Siqueira foi bom aluno de Artilharia, mas sem ser excepcional. Sua Fé de Ofício assinala aprovações, no primeiro período do curso, com duas notas nove, um oito e um cinco, e no segundo, duas vezes dez, um sete e um seis. Teve desempenho um pouco melhor antes de ingressar na Escola Militar do Realengo, quando frequentou o Gymnasio da Cidade de São Paulo.
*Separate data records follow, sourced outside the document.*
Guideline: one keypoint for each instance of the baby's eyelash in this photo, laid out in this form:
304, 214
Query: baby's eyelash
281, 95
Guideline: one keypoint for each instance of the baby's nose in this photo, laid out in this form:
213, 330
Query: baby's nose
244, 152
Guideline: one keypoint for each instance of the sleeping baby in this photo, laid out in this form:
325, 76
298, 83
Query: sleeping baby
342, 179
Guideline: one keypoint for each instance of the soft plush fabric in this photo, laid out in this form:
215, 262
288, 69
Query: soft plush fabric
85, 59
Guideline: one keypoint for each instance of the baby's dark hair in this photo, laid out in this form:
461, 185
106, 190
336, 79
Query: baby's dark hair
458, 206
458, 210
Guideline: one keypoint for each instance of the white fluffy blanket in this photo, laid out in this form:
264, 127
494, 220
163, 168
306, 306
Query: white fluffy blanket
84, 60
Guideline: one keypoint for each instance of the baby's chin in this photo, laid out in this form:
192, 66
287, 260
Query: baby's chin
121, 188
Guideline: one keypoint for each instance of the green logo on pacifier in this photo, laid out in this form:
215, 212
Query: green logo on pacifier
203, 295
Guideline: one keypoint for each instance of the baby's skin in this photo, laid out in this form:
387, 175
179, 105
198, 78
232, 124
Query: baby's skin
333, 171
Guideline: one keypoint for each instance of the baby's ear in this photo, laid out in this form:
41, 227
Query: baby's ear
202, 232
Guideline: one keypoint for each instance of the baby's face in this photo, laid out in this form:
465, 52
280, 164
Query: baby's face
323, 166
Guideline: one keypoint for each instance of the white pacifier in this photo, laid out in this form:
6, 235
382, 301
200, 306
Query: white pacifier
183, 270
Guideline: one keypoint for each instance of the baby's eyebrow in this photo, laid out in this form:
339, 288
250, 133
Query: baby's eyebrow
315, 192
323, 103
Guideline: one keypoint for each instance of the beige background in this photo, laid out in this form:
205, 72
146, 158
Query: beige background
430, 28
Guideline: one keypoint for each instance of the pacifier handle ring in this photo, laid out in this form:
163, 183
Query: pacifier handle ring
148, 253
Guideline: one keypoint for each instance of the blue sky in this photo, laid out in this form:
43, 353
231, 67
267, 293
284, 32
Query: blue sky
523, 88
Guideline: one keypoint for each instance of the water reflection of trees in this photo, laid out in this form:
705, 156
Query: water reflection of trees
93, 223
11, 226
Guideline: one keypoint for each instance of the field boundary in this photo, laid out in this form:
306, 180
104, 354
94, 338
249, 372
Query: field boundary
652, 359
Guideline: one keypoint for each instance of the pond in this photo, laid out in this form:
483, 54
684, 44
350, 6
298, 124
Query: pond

No 6.º ano, Siqueira Campos foi aprovado com distinção em História Natural, História do Brasil e Literatura, com notas dez; plenamente em Física/Química (oito), Alemão e Grego (nove em cada uma). No ano anterior, passou com nota máxima em Geografia/Astronomia, Latim e História Universal, e sete em Inglês. Nos exames do quarto para o quinto ano, foram três notas nove (Álgera, Geometria/Trigonometria e Francês) e dez duas vezes (Desenho e Português).
Ao servir na 1.ª Bateria Isolada de Artilharia de Costa, no Forte, Siqueira passou pelos canhões de 75, 190 e 305 mm. Comandava essa última cúpula quando recebeu o elogio de Euclydes, ao deixar o quartel para o curso. Menos de um mês depois, em 17 de abril, voltou a Copacabana. Tinha sido reprovado na inspeção de saúde. Em onze dias, era o comandante de outra cúpula, a de 190 mm. Dela, faria alguns disparos da revolução de que participaria, em pouco mais de dois meses. Um deles acertou o navio São Paulo, da Marinha do Brasil.
As anotações de Siqueira Campos também assinalam que em 21 de dezembro de 1922 o oficial teve alta do Hospital Central do Exército e foi levado preso para a Escola de Estado-Maior. Foi libertado por meio de habeas corpus em 10 de janeiro de 1923. Menos de dois meses depois, em 1.º de março, o comandante da instituição na qual Siqueira ficara detido encaminhou ao auditor chefe da 6.ª Circunscrição Judiciária Militar o termo de deserção do revolucionário.
Mas em novembro de 1930, pouco após a vitória da revolução de outubro, com base em decreto de anistia, Siqueira Campos foi promovido a capitão. Em janeiro de 1931, chegou a major. As duas promoções foram póstumas. Siqueira Campos morreu em 10 de maio de 1930, na queda de um avião no litoral uruguaio. Voltava de Buenos Aires, na Argentina, onde tentara convencer o capitão Luiz Carlos Prestes a aderir à Revolução de 1930. Não chegou a ver a queda do regime oligárquico, pelo qual arriscara a carreira militar e a própria vida.
Mas se transformaria em símbolo do movimento, com direito a inauguração de bustos em sua terra natal e no Rio, onde uma estátua em sua homenagem foi inaugurada na Praça Eugênio jardim e, depois, reinaugurada pelo presidente Emílio Garrastazu Médici, na Avenida Atlântica, em Copacabana, em 5 de julho de 1974, durante as comemorações dos 50 anos do levante do forte.